La gata sola termina siendo una reflexión sobre la hospitalidad, sobre la necesidad de acoger a quienes, como la protagonista, están adoloridos y, al mismo tiempo, son depredadores. “Se trata de ver cómo, en distintas escenas, en distintos lugares, uno hace distintos papeles y tiene que aceptar que todos los interpreta, porque todos forman parte de uno. Una sociedad que acepte eso sería una sociedad sabia, porque tendría que redefinir totalmente el concepto de juicio”.

“Nosotros somos muy simples y muy perezosos; hacemos juicios, pero no vemos que todos son provisionales y finalmente equivocados, porque, casi por definición, un juicio es un error. Un juicio es una decisión con la que se resuelve que la observación concluyó, y la observación nunca concluye. Un juicio siempre es, de alguna forma, una mentira”, dice Sanín.

Nuestros juicios, entonces, le cierran el camino a la curiosidad. De paso anulan la posibilidad de acoger que, en principio, aparece bajo la forma de un monstruo, una bestia que en el fondo no es más que una versión alternativa de nosotros mismos. Todo esto nos lleva a otro brote en el árbol genealógico de La gata sola.

En el siglo XVI, Juan Luis Vives escribió La fábula del hombre. Allí, el filósofo español narraba el momento en el que Júpiter, juntando un poco de arcilla, fabricaba al hombre para entretenerse, para verlo actuar en el Teatro del Mundo. Vives también contaba que entre todos los actores que pasaban por ese escenario, ese amasijo de arcilla era el único capaz de ser todos los animales y que, además, era la única bestia capaz de usar las máscaras y las ropas que usaba su creador, a tal punto de confundir al resto de dioses que se había reunido para verlo en el escenario.

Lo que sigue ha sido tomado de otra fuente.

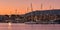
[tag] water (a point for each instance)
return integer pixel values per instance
(18, 26)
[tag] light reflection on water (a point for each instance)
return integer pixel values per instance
(21, 26)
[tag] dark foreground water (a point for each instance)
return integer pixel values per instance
(18, 26)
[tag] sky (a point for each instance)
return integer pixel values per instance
(9, 6)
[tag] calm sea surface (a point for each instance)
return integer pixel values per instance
(21, 26)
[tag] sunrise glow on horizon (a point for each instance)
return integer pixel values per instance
(9, 6)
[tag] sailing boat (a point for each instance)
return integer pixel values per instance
(9, 26)
(31, 22)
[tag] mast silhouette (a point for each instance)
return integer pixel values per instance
(41, 6)
(31, 11)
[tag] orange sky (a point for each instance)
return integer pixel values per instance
(9, 6)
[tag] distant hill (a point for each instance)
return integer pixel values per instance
(51, 12)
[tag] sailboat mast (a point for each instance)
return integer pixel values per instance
(41, 6)
(31, 10)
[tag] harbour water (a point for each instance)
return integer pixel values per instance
(22, 26)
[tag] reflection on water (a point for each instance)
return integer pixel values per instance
(18, 26)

Ese actor en el que cabe el universo, que puede pasar por el creador y que es a la vez cada uno de nosotros, también es todas las bestias y todos los monstruos. La hospitalidad, entonces, también implica acogernos a nosotros mismos y reconocer que podemos vernos reflejados en todo lo que decidimos rechazar.

“Si uno no entiende que uno es el milagro y el monstruo, entonces va a sufrir mucho, porque el excluido va a ser uno de uno mismo. Uno se va a estar arrinconando a uno mismo y además va a reaccionar muy violentamente frente a eso”, explica Sanín.

“Cuando una rechaza a otro es porque no sabe que, de una manera muy real, ese otro es uno mismo”, dice la autora, para quien los seres humanos no son universos separados y quien, en un libro para niños, apuesta por hacernos entender que, en lugar de ponernos en los zapatos del otro, “la empatía procede de reconocer que nosotros siempre somos otro y que no somos nadie si no somos todos”.